# Unknown P-39



## GrizBArizona (Jul 27, 2022)

Photo-slide I bought. Long time ago.

Completely unknown...

Pith helmets are a clue, right?

Tail is unreadable despite legit, slide-projection at very high-magnification. Tail appears black at high mag.

What is that on the back of the truck?


----------



## fubar57 (Jul 27, 2022)

I can only see a soldier on the back

Reactions: Agree Agree:
1 | Like List reactions


----------



## GrizBArizona (Jul 27, 2022)

Just looks like some kind of unnecessary beacon, no idea. 
Havent seen that on a truck.

Any idea on the P-39 or location?


----------



## gumbyk (Jul 27, 2022)

GrizBArizona said:


> Just looks like some kind of unnecessary beacon, no idea.
> Havent seen that on a truck.
> 
> Any idea on the P-39 or location?


That's just someone standing on the back.
My first impression on location is that it reminds me of Papua New Guinea, where they were operated.
But, to be honest, without any visible markings its near impossible to be definite.

Reactions: Agree Agree:
1 | Like List reactions


----------



## GrizBArizona (Jul 27, 2022)

You are right and I had not thought of that. Just another guy standing on back. Helmet.

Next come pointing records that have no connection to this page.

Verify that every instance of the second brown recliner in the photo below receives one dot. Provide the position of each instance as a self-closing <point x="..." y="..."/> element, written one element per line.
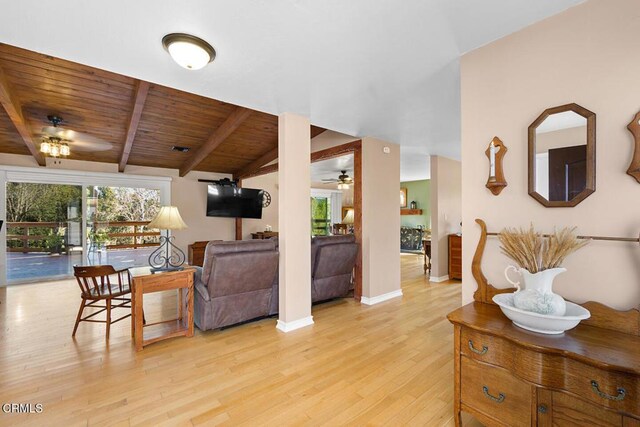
<point x="332" y="261"/>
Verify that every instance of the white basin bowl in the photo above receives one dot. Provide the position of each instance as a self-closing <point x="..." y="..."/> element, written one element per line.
<point x="541" y="323"/>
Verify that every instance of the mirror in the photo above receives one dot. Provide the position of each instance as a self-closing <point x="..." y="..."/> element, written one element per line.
<point x="562" y="160"/>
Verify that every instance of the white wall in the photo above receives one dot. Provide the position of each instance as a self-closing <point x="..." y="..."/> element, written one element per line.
<point x="446" y="211"/>
<point x="587" y="55"/>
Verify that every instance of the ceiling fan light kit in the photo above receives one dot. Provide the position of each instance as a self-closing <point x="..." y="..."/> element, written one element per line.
<point x="188" y="51"/>
<point x="52" y="145"/>
<point x="344" y="181"/>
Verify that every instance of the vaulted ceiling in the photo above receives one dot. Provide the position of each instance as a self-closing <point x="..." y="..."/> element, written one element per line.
<point x="383" y="68"/>
<point x="141" y="121"/>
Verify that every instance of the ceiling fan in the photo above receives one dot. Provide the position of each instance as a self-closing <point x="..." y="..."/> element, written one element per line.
<point x="58" y="141"/>
<point x="343" y="180"/>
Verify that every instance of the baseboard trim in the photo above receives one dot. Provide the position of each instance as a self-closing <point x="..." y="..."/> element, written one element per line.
<point x="296" y="324"/>
<point x="380" y="298"/>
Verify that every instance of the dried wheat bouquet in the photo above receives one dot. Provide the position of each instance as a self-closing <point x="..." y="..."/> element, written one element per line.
<point x="535" y="252"/>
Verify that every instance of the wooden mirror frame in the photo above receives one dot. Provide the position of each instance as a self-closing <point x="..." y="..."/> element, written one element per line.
<point x="591" y="155"/>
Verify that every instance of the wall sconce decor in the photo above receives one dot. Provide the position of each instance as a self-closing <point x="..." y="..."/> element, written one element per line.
<point x="634" y="167"/>
<point x="495" y="152"/>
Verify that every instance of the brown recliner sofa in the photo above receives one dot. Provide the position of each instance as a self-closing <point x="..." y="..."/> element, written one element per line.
<point x="235" y="283"/>
<point x="332" y="262"/>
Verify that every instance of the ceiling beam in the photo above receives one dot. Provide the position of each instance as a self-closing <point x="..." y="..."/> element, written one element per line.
<point x="270" y="156"/>
<point x="14" y="111"/>
<point x="142" y="90"/>
<point x="235" y="119"/>
<point x="267" y="157"/>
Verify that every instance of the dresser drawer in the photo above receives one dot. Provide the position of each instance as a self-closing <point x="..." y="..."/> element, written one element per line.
<point x="482" y="347"/>
<point x="570" y="411"/>
<point x="496" y="393"/>
<point x="610" y="389"/>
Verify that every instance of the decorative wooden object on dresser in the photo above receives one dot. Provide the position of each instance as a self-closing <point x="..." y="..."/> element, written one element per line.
<point x="455" y="256"/>
<point x="507" y="376"/>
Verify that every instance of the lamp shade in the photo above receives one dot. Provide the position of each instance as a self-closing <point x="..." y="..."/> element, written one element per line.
<point x="348" y="218"/>
<point x="168" y="219"/>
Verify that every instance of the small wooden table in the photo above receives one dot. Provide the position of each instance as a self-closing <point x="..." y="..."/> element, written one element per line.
<point x="143" y="282"/>
<point x="261" y="235"/>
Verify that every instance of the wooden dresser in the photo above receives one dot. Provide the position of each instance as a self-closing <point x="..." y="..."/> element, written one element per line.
<point x="507" y="376"/>
<point x="455" y="256"/>
<point x="504" y="375"/>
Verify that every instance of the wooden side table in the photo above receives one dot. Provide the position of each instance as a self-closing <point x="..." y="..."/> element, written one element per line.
<point x="144" y="282"/>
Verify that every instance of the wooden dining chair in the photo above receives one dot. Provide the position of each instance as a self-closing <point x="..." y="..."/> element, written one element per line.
<point x="97" y="287"/>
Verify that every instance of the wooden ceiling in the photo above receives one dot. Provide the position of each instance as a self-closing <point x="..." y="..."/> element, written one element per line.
<point x="141" y="120"/>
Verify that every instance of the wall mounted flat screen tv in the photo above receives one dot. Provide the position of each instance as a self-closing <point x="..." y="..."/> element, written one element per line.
<point x="232" y="202"/>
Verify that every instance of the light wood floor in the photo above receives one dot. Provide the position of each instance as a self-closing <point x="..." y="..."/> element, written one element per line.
<point x="388" y="364"/>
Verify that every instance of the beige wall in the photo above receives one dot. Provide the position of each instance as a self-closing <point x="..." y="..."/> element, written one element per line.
<point x="446" y="211"/>
<point x="587" y="55"/>
<point x="268" y="182"/>
<point x="380" y="218"/>
<point x="294" y="176"/>
<point x="329" y="138"/>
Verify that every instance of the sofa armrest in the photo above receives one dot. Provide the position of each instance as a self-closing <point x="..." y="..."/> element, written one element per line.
<point x="200" y="287"/>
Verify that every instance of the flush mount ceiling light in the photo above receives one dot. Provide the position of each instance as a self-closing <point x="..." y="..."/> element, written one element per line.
<point x="188" y="51"/>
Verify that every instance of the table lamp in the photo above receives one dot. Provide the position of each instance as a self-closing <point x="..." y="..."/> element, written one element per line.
<point x="168" y="257"/>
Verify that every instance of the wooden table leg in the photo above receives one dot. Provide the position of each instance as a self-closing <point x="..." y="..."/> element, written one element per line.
<point x="139" y="332"/>
<point x="190" y="307"/>
<point x="457" y="394"/>
<point x="133" y="313"/>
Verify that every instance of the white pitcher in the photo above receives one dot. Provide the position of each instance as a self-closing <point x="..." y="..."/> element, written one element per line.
<point x="536" y="294"/>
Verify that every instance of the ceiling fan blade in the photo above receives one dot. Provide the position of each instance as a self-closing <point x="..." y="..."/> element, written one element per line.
<point x="77" y="140"/>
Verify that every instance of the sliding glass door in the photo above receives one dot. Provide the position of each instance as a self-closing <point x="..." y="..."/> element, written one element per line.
<point x="117" y="219"/>
<point x="44" y="231"/>
<point x="55" y="219"/>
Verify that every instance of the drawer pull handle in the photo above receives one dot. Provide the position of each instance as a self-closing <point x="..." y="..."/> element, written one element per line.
<point x="475" y="350"/>
<point x="498" y="399"/>
<point x="596" y="389"/>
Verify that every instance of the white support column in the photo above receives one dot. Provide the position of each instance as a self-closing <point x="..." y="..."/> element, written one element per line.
<point x="380" y="221"/>
<point x="294" y="221"/>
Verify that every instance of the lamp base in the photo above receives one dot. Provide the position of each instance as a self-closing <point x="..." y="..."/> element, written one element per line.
<point x="165" y="269"/>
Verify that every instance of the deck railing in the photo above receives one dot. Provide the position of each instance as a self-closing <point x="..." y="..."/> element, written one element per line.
<point x="33" y="236"/>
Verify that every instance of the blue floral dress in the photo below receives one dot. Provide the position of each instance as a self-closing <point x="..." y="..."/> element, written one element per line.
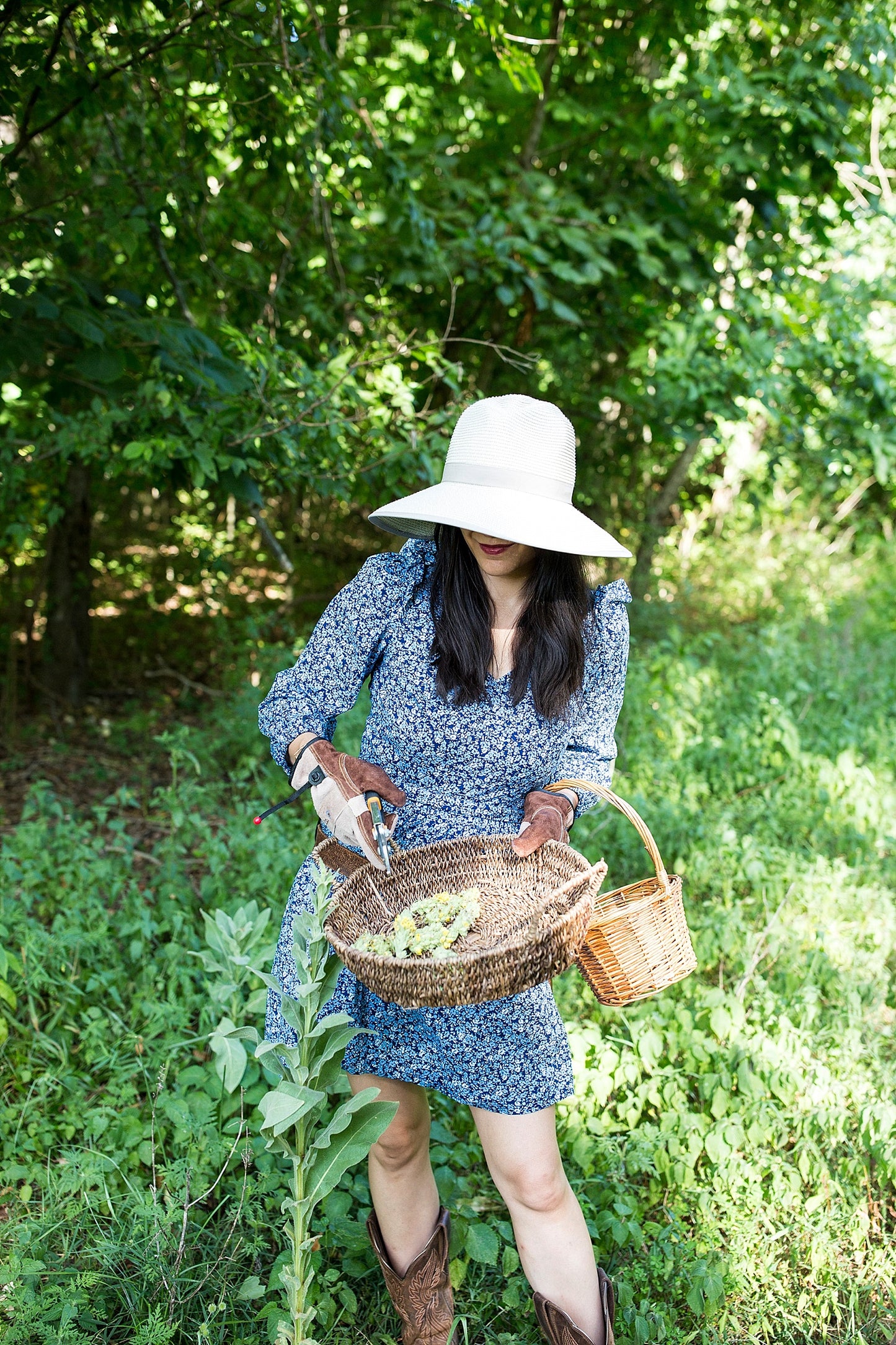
<point x="465" y="771"/>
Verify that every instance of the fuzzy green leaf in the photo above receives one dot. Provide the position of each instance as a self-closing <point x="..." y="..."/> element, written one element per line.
<point x="345" y="1150"/>
<point x="285" y="1105"/>
<point x="230" y="1055"/>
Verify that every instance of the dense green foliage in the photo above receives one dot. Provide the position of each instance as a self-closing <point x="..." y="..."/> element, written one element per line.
<point x="734" y="1141"/>
<point x="253" y="260"/>
<point x="255" y="256"/>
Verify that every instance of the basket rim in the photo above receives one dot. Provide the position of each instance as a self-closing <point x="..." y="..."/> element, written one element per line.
<point x="466" y="959"/>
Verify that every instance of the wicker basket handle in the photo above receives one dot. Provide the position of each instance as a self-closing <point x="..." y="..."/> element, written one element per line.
<point x="598" y="869"/>
<point x="626" y="810"/>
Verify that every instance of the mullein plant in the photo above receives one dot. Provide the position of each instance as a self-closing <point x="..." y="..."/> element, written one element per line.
<point x="319" y="1137"/>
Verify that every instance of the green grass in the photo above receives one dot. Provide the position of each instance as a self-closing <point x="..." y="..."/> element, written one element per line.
<point x="732" y="1141"/>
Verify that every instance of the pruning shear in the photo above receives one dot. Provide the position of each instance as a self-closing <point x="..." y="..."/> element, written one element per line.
<point x="374" y="807"/>
<point x="381" y="830"/>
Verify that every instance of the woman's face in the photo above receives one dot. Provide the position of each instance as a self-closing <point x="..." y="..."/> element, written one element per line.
<point x="499" y="558"/>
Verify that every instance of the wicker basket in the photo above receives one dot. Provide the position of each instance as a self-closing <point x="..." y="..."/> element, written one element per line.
<point x="535" y="915"/>
<point x="637" y="942"/>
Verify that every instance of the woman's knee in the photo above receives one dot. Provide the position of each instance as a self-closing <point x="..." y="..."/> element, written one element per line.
<point x="540" y="1188"/>
<point x="402" y="1143"/>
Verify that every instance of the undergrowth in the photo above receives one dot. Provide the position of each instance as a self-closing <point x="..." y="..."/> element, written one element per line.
<point x="732" y="1141"/>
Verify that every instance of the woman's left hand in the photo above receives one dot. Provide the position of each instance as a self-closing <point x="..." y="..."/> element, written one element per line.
<point x="547" y="817"/>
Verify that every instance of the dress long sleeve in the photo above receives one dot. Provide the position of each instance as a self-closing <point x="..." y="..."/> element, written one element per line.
<point x="592" y="748"/>
<point x="340" y="654"/>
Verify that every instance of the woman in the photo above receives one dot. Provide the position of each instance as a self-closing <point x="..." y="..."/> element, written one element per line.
<point x="494" y="670"/>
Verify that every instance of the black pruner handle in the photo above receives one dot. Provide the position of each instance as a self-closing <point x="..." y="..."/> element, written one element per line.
<point x="317" y="777"/>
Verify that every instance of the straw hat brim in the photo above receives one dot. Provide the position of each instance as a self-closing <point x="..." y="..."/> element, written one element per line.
<point x="512" y="516"/>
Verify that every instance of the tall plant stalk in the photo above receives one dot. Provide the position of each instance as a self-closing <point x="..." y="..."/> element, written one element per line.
<point x="320" y="1138"/>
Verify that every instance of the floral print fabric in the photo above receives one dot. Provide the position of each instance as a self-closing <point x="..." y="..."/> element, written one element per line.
<point x="466" y="771"/>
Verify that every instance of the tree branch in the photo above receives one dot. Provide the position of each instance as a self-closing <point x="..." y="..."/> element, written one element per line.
<point x="152" y="225"/>
<point x="27" y="136"/>
<point x="530" y="150"/>
<point x="659" y="516"/>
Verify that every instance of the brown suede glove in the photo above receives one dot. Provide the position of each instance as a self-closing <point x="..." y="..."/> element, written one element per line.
<point x="339" y="797"/>
<point x="547" y="817"/>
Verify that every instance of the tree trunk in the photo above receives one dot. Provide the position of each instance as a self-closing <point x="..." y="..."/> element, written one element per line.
<point x="659" y="517"/>
<point x="69" y="578"/>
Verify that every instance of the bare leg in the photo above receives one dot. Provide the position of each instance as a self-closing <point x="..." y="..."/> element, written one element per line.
<point x="548" y="1226"/>
<point x="402" y="1184"/>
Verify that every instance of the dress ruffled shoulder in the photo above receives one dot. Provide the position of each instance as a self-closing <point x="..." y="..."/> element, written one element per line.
<point x="401" y="571"/>
<point x="610" y="594"/>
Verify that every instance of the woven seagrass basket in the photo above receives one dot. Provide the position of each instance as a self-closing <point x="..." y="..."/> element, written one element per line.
<point x="637" y="942"/>
<point x="535" y="915"/>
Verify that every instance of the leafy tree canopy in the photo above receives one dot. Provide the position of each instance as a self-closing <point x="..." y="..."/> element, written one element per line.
<point x="268" y="248"/>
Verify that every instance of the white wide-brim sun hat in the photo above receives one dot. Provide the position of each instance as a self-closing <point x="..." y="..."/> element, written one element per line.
<point x="510" y="473"/>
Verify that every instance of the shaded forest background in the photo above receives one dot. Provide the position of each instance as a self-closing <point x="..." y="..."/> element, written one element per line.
<point x="254" y="260"/>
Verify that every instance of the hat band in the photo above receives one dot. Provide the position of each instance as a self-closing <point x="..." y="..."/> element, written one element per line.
<point x="508" y="479"/>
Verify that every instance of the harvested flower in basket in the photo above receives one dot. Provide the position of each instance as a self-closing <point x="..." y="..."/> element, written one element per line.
<point x="426" y="929"/>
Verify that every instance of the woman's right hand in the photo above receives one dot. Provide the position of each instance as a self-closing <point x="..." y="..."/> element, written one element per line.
<point x="339" y="798"/>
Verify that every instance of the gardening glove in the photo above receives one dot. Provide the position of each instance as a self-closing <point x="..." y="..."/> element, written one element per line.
<point x="547" y="817"/>
<point x="339" y="797"/>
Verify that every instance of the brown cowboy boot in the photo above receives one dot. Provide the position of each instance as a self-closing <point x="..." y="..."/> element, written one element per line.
<point x="422" y="1295"/>
<point x="561" y="1329"/>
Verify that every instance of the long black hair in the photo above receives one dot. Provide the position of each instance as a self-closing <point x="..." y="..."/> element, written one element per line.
<point x="548" y="643"/>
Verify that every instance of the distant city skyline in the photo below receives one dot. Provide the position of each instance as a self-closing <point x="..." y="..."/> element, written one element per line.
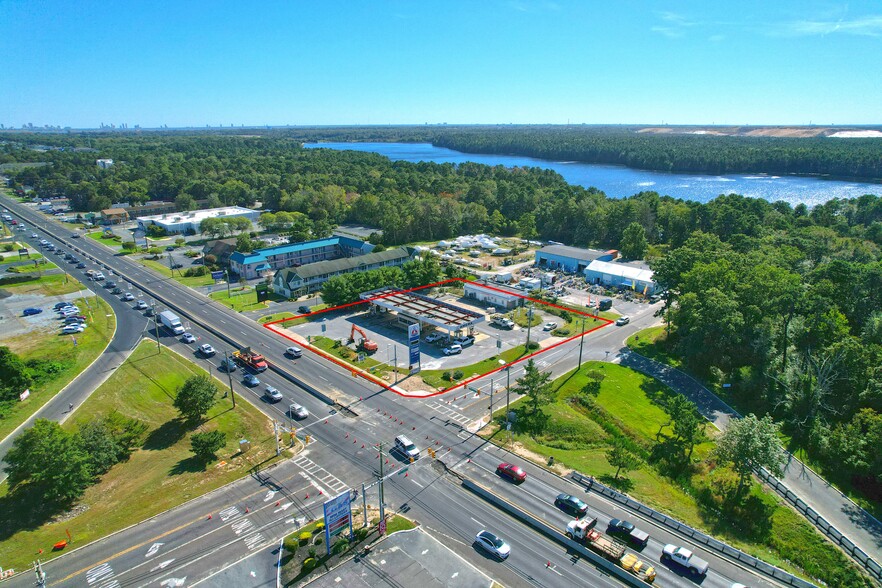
<point x="192" y="64"/>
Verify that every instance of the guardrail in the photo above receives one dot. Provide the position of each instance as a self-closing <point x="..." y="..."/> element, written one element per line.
<point x="869" y="564"/>
<point x="777" y="573"/>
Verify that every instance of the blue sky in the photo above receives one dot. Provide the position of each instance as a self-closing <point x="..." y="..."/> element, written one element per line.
<point x="192" y="63"/>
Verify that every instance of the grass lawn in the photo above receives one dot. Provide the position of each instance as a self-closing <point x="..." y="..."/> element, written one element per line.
<point x="276" y="317"/>
<point x="163" y="269"/>
<point x="629" y="406"/>
<point x="240" y="299"/>
<point x="160" y="475"/>
<point x="70" y="359"/>
<point x="51" y="285"/>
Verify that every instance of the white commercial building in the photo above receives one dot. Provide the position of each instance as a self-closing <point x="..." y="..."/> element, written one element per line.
<point x="181" y="222"/>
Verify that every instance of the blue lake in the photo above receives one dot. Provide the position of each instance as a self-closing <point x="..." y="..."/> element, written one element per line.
<point x="619" y="182"/>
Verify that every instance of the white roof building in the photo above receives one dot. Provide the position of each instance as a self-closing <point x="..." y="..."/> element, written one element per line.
<point x="181" y="222"/>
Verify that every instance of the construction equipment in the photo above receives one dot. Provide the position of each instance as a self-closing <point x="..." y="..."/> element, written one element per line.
<point x="365" y="344"/>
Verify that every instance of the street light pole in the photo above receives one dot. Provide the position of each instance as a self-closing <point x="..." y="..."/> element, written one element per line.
<point x="230" y="376"/>
<point x="581" y="342"/>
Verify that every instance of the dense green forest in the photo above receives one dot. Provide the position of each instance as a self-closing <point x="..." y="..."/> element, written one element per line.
<point x="783" y="302"/>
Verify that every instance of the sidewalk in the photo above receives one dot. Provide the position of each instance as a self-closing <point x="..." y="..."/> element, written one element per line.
<point x="851" y="520"/>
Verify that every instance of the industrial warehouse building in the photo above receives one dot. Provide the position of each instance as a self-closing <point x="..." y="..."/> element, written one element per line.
<point x="261" y="261"/>
<point x="615" y="274"/>
<point x="493" y="294"/>
<point x="182" y="222"/>
<point x="295" y="281"/>
<point x="570" y="259"/>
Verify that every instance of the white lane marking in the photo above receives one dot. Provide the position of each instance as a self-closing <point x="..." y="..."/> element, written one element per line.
<point x="162" y="566"/>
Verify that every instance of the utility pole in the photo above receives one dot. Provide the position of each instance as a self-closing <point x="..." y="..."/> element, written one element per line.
<point x="155" y="326"/>
<point x="230" y="376"/>
<point x="382" y="506"/>
<point x="529" y="325"/>
<point x="581" y="341"/>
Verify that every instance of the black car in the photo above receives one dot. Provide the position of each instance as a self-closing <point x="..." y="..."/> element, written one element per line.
<point x="572" y="505"/>
<point x="627" y="530"/>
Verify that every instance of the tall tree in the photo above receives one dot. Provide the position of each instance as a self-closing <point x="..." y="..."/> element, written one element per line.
<point x="633" y="244"/>
<point x="536" y="385"/>
<point x="196" y="397"/>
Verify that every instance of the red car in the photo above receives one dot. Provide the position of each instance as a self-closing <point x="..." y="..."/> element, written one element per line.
<point x="512" y="472"/>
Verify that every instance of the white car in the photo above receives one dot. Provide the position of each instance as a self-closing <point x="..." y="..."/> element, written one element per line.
<point x="493" y="544"/>
<point x="297" y="412"/>
<point x="432" y="337"/>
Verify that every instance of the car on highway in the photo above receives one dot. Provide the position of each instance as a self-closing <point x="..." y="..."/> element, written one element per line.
<point x="272" y="393"/>
<point x="512" y="472"/>
<point x="454" y="349"/>
<point x="570" y="504"/>
<point x="627" y="530"/>
<point x="297" y="412"/>
<point x="493" y="544"/>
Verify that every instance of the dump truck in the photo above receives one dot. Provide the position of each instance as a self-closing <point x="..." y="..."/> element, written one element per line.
<point x="171" y="321"/>
<point x="250" y="359"/>
<point x="580" y="530"/>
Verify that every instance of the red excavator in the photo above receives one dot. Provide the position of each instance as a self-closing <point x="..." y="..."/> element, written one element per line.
<point x="365" y="344"/>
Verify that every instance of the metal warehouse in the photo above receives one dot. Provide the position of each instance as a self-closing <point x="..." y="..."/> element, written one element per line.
<point x="570" y="259"/>
<point x="633" y="276"/>
<point x="496" y="295"/>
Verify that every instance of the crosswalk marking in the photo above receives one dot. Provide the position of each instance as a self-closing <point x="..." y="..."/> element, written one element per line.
<point x="335" y="484"/>
<point x="448" y="412"/>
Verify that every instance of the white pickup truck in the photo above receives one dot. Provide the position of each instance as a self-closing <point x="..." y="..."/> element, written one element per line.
<point x="685" y="558"/>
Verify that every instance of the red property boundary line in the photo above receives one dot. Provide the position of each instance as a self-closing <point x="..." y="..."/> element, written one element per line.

More concerned with the P-39.

No way to ever know I guess.

Thanks for looking at it.


----------



## 43-2195 (Jul 31, 2022)

Believe this is Wau, New Guinea. 41st Fighter Squadron I think. Other photos of the incident exist.

Reactions: Like Like:
1 | Winner Winner:
1 | Like List reactions


----------



## Grandson312 (Nov 10, 2022)

Maybe the pith helmets are Aussies?


----------